The beginning of the performance evokes a pop-music Faustian pact where Britney Spears symbolizes the quest for stardom of a generation to whom success is measured by money, and a glittering lifestyle, media exposure and social media followers. The routines of the first half of the performance are energetic and well-synchronized – just as in Britney’s Baby One More Time video, from which the choreographer clearly took inspiration, and which is shown at the back of the stage in specific places. The audience may identify subliminal symbols throughout the performance – it is hard not to think about Freemasons’ representations of the triangle, or formations associated with the Hindu goddess Kali when several arms seem to grow from the body of the dancer in front of the line. After all, one of the features of any conspiracy theory is to establish connections between apparently unrelated elements.

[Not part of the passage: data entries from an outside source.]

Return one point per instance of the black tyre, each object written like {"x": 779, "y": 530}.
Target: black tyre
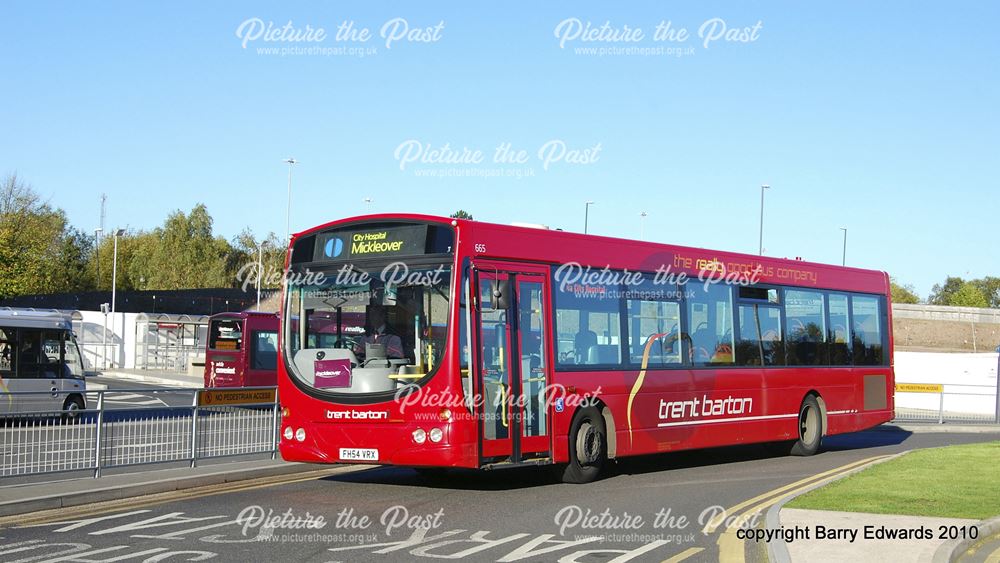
{"x": 588, "y": 447}
{"x": 810, "y": 428}
{"x": 73, "y": 405}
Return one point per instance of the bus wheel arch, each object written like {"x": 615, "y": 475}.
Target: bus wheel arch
{"x": 810, "y": 425}
{"x": 611, "y": 441}
{"x": 588, "y": 444}
{"x": 822, "y": 409}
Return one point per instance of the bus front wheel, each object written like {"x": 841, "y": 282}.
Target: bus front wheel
{"x": 810, "y": 428}
{"x": 588, "y": 447}
{"x": 72, "y": 407}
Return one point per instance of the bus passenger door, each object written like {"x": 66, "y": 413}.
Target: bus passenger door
{"x": 512, "y": 333}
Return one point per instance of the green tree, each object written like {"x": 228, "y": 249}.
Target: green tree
{"x": 242, "y": 263}
{"x": 181, "y": 254}
{"x": 969, "y": 295}
{"x": 941, "y": 294}
{"x": 990, "y": 286}
{"x": 39, "y": 251}
{"x": 903, "y": 293}
{"x": 72, "y": 271}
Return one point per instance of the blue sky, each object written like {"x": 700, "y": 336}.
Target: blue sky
{"x": 881, "y": 118}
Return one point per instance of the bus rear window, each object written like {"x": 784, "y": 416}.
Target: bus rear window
{"x": 225, "y": 334}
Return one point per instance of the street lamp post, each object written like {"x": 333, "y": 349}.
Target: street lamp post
{"x": 761, "y": 247}
{"x": 288, "y": 209}
{"x": 97, "y": 255}
{"x": 260, "y": 269}
{"x": 843, "y": 257}
{"x": 114, "y": 270}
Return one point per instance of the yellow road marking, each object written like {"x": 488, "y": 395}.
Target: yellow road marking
{"x": 731, "y": 548}
{"x": 58, "y": 514}
{"x": 716, "y": 522}
{"x": 684, "y": 555}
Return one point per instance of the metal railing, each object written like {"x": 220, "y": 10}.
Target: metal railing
{"x": 123, "y": 428}
{"x": 950, "y": 402}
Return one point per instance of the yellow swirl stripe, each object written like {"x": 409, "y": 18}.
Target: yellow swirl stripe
{"x": 639, "y": 380}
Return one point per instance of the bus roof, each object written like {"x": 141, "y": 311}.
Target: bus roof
{"x": 241, "y": 315}
{"x": 557, "y": 246}
{"x": 25, "y": 318}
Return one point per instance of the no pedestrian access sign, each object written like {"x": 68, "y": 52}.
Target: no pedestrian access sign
{"x": 919, "y": 388}
{"x": 213, "y": 397}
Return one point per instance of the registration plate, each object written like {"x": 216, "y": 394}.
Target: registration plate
{"x": 359, "y": 454}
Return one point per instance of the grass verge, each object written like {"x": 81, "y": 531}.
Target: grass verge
{"x": 953, "y": 481}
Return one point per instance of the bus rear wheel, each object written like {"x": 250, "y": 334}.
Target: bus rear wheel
{"x": 588, "y": 447}
{"x": 810, "y": 428}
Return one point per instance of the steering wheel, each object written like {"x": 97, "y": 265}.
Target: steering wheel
{"x": 702, "y": 355}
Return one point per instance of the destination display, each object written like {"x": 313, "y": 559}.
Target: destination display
{"x": 407, "y": 240}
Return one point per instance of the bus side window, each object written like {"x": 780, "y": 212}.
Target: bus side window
{"x": 8, "y": 352}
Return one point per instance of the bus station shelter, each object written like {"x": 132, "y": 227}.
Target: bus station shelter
{"x": 169, "y": 342}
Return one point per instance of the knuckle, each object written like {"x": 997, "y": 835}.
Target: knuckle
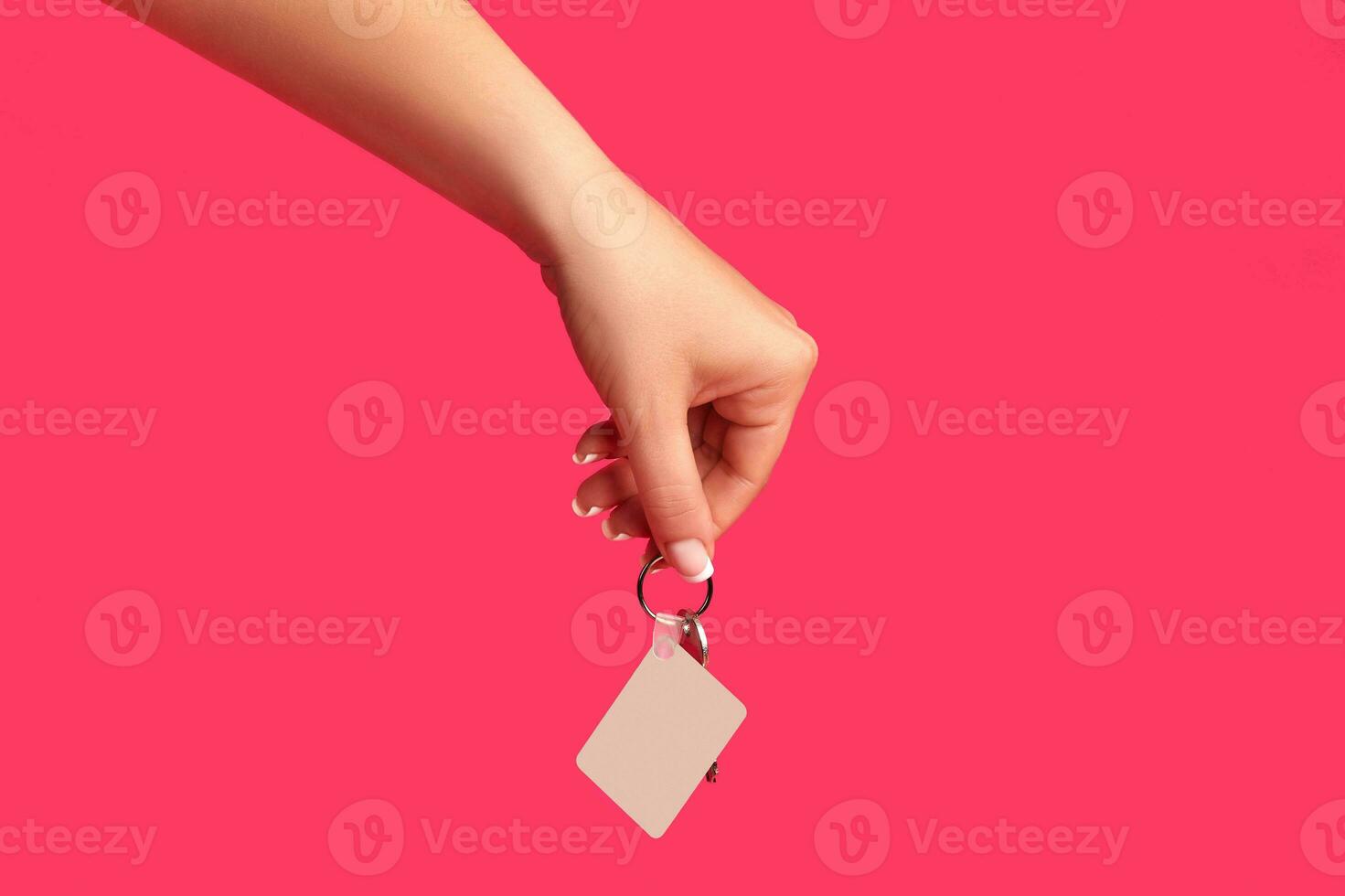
{"x": 671, "y": 501}
{"x": 807, "y": 353}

Kay creatively and skilfully brings together elements of African dance, classical ballet (namely in the sequence of brisés performed by the boys) and 1980s high-impact aerobics competitions. The posture and expression of the dancers is deliberately artificial - like mannequins in a department store or ham actors from a 1990s soap-opera – which adds another layer of complexity to Kay’s choreography. As the performance develops, however, the audience is confronted with the sinister consequences of the experiment, which eventually leaves the popstars emotionally crippled. We first notice some glitches in the choreography; these are followed by a desperate attempt to catch the attention (and affection) of the audience, before the movements become so rigid that the dancer can no longer perform. For conspiracy theorists, the malfunctions experienced by the popstar are the result of a brainwashing experiment carried out by the CIA and Walt Disney; for Kay, however, they are a consequence of the desire for uniqueness and the fear that we will not be loved unless we are permanently interesting, productive and special. Like the popstars, our way of living might be collapsing, which can lead to a new world order and a “happier reality” (in Kay’s words).